As if that weren’t enough, beyond the tangle of wires was a body, arms and legs splayed, slowly drifting about, neutrally buoyant. Long blond hair floated in the silty cloud—it was the body of a woman. It was clothed in a uniform. Four bars: a captain. What was the name of the Rolvaag’s captain? Britton. Sally Britton.
So this was her. Gideon felt a strange mixture of regret and horror.
The corpse had its back to him and floated in the middle of the room, turning ever so slowly in what seemed a slow-motion ballet.
Behind the corpse, on the far wall, were two bright orange cubes, each about eighteen inches square, affixed to the wall with easily removable bolts, and with nothing nearby to impede access.
Except the floating body.
Gideon eased forward, extending the robotic arm. He lit the torch and cut his way through the cables. In a few minutes he had cleared a path and eased into it, approaching the corpse. With the arm extended he gently touched its torso, attempting to nudge it to a far corner; the push was uneven and caused the body to rotate more, turning to face him as it drifted away, arms outstretched as if yearning to be rescued.
Gideon stared in fascinated horror. The face was perfectly preserved, the blue eyes flashing in the intensity of the headlights, the mouth partly open, just a bit of pink tongue visible, the blond hair swirling into a coil of gold: a woman of about forty, attractive even in death.

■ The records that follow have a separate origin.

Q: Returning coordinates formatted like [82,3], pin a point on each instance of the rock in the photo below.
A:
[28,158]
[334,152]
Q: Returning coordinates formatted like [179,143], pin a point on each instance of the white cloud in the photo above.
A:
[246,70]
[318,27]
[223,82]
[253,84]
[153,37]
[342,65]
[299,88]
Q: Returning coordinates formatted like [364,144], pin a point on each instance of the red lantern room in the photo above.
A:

Perhaps harder than he intended, he pushed the joystick forward and the DSV surged past the body. Reaching the orange boxes, he used the arm to pull the emergency bolts and put each box into the science basket in turn, securing them with tie-downs designed for the purpose.
Now to get the hell out.
Twisting the joystick, the sub made a one-eighty—and once again the body came into view, drifting toward him as if to block his way.
“Son of a bitch,” Gideon muttered, maneuvering around it and heading for the hole he’d cut in the bulkhead. A few keystrokes on the control board and the sub’s autopilot was retracing its route, with no input from him—and doing it perfectly.